«Scegliere la pace. Un impegno personale, una prospettiva per tutti» (leggi qui): sabato 23 settembre al centro sportivo “Pertini” di Cornaredo (Mi), Caritas Ambrosiana, Csi, Fom e Pastorale giovanile della diocesi di Milano attendono obiettori in congedo, giovani del servizio civile e fedeli e cittadini sensibili al tema della costruzione della pace, per una giornata di riflessione, confronto e festa (dalle 10 alle 17, qui programma e iscrizioni), suggellata, all’inizio del pomeriggio, dall’intervento dell’Arcivescovo di Milano, monsignor Mario Delpini.
Ma cosa vuol dire “costruire pace”, per chi fece trent’anni fa la scelta dell’obiezione, e per chi vive oggi la scelta del servizio civile volontario? Stefano Lampertico fu obiettore Caritas nella prima metà degli anni Novanta; giornalista, dirige da anni la rivista di strada Scarp de’ tenis. «Si riflette spesso, in età matura, sulle scelte fatte da giovani – riconosce -. L’obiezione di coscienza, ai miei tempi, aveva una carica che poi, con l’abolizione del servizio di leva obbligatoria, si è affievolita. Quello che rimane è l’energia di quella scelta, un’energia positiva che consentiva a migliaia di giovani di dire no alla guerra e alle armi. Era una forza che consentiva di svolgere un servizio il quale, per molti, sarebbe diventato ragione di vita e di lavoro. Come lo è stato per me, in fondo».
Quegli anni erano caratterizzati, come gli attuali, da guerre alle porte di casa, da conflitti sulla soglia. Allora si disgregava l’ex Jugoslavia e, sebbene non ci fosse internet, il pacifismo seppe tessere nella società una fitta rete tra costruttori di pace. «I testimoni erano Tonino Bello, Luigi Bettazzi, Alex Zanotelli, Albino Bizzotto – rievoca Lampertico -. Fu un periodo molto fertile, anche e soprattutto sul piano culturale, capace di generare coscienze critiche».
Megan Vargas Valencia è invece una giovane poco più che ventenne, impegnata nell’anno di servizio civile, sempre su mandato Caritas, all’associazione La Rotonda di Baranzate; si occupa di attività per minori. «Scegliere la pace significa cercare di essere una persona consapevole, che vuole prendere coscienza del mondo, che si ricorda di non essere isola, ma prova a partecipare -racconta -. È anche un modo di farsi guidare dalla speranza: una speranza non statica, ma che diventa motore di riflessione e di azione.

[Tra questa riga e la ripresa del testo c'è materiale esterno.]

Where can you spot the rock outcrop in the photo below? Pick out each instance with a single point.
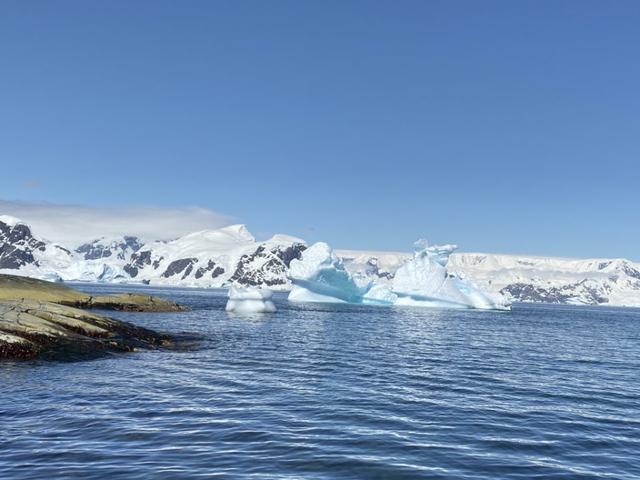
(14, 288)
(48, 331)
(44, 320)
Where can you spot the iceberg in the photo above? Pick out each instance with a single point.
(250, 300)
(422, 281)
(320, 276)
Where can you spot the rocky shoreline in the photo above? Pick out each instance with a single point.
(43, 320)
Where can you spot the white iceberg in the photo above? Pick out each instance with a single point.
(250, 300)
(425, 281)
(320, 276)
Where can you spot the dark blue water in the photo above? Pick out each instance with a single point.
(339, 392)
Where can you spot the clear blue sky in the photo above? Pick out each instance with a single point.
(509, 126)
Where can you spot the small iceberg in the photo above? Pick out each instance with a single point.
(250, 300)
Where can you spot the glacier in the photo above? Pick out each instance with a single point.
(232, 256)
(321, 276)
(250, 300)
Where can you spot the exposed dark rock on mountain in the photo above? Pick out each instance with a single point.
(179, 266)
(121, 249)
(17, 246)
(266, 266)
(14, 288)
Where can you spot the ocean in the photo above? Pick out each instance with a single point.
(338, 392)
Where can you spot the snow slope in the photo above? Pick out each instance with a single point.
(232, 256)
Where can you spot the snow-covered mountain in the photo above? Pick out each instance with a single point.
(232, 256)
(210, 258)
(227, 256)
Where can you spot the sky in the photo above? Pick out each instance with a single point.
(510, 127)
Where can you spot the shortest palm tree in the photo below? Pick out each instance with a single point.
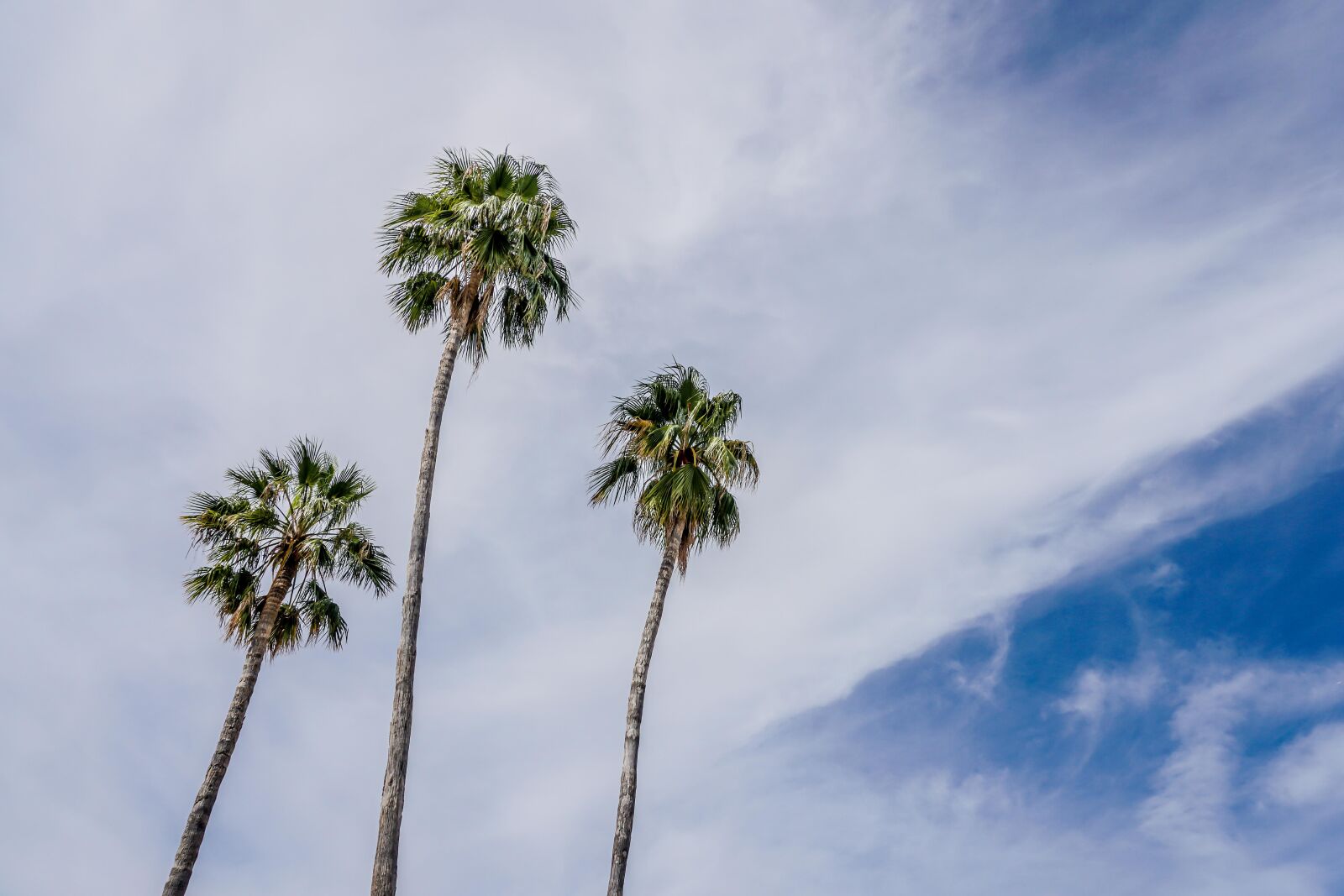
(289, 519)
(671, 452)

Che si pone obiettivi concreti, come migliorare la qualità di vita e la capacità di relazione di minori in difficoltà, e prova a raggiungerli».

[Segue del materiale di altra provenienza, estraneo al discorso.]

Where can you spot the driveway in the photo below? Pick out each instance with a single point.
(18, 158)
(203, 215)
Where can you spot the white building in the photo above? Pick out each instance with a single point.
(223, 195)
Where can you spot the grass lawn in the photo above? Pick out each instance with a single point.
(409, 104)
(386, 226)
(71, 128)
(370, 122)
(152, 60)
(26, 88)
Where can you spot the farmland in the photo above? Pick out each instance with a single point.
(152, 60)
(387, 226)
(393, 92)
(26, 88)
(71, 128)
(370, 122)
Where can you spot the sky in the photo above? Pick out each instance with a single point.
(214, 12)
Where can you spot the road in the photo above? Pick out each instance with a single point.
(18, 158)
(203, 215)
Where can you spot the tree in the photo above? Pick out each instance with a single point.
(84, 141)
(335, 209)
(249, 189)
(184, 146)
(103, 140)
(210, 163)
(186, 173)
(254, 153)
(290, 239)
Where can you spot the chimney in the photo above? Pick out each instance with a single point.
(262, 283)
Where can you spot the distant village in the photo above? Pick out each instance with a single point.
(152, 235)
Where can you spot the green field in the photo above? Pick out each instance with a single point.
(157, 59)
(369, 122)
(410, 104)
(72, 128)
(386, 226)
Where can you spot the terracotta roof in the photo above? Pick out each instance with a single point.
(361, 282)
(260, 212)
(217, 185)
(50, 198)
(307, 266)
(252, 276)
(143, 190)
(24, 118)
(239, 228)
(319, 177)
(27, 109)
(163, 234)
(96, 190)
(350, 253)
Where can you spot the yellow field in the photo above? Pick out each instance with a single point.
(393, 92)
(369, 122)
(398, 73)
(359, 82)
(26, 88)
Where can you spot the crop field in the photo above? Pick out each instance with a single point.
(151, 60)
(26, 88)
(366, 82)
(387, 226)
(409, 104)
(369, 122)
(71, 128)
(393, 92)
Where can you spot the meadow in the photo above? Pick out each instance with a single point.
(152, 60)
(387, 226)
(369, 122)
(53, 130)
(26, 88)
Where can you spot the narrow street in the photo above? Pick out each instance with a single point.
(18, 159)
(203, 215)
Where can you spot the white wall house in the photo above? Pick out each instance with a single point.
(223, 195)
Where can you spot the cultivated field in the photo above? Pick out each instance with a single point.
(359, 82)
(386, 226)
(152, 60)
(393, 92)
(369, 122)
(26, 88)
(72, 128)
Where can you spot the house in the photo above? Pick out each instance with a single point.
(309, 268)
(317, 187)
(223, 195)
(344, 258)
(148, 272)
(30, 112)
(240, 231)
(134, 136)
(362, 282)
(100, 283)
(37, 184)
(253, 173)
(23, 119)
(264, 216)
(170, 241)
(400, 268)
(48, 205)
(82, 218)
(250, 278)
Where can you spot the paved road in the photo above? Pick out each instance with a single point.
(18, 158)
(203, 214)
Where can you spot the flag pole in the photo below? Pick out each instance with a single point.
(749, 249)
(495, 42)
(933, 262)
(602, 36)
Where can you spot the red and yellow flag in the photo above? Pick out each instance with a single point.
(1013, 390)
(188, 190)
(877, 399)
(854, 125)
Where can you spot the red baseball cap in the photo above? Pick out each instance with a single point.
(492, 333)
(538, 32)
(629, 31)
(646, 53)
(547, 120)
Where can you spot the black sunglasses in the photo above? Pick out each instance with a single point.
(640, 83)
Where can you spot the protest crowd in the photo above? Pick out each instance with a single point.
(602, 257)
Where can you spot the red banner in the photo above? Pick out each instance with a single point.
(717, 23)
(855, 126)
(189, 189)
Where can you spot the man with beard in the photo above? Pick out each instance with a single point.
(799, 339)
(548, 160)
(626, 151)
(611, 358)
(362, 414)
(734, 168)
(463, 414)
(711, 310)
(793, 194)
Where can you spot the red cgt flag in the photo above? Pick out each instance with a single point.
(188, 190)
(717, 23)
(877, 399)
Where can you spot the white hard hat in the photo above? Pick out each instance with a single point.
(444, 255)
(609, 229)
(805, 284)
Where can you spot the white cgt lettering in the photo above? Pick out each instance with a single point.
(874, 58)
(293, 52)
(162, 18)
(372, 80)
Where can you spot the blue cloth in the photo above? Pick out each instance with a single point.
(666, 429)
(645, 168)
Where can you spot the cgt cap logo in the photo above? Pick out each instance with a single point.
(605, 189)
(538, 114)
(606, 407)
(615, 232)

Di pace si parla molto, in relazione ai grandi conflitti internazionali. Ma cosa significa praticarla nella propria quotidianità? «Occorrono scelte forti, a volte radicali – sostiene Lampertico -. Significa provare a generare forme di convivenza rispettose l’uno dell’altro, non fare passi indietro, mai, sul piano dei diritti, stare dalla parte di chi ha bisogno. Come i maestri che ho incrociato in gioventù ci hanno insegnato a fare». «È una scelta che mi coinvolge a fondo, pur partendo da piccoli gesti: il rispetto verso il prossimo, la flessibilità di pensiero, il non farmi influenzare dai pregiudizi – fa eco Megan -. Scegliere la pace è relazione, è l’urgenza di immergersi in mondi diversi e conoscerli. Ed è anche il rischio che comporta il donarsi al prossimo: ma alla fine a cosa serve la vita, se non è donata?».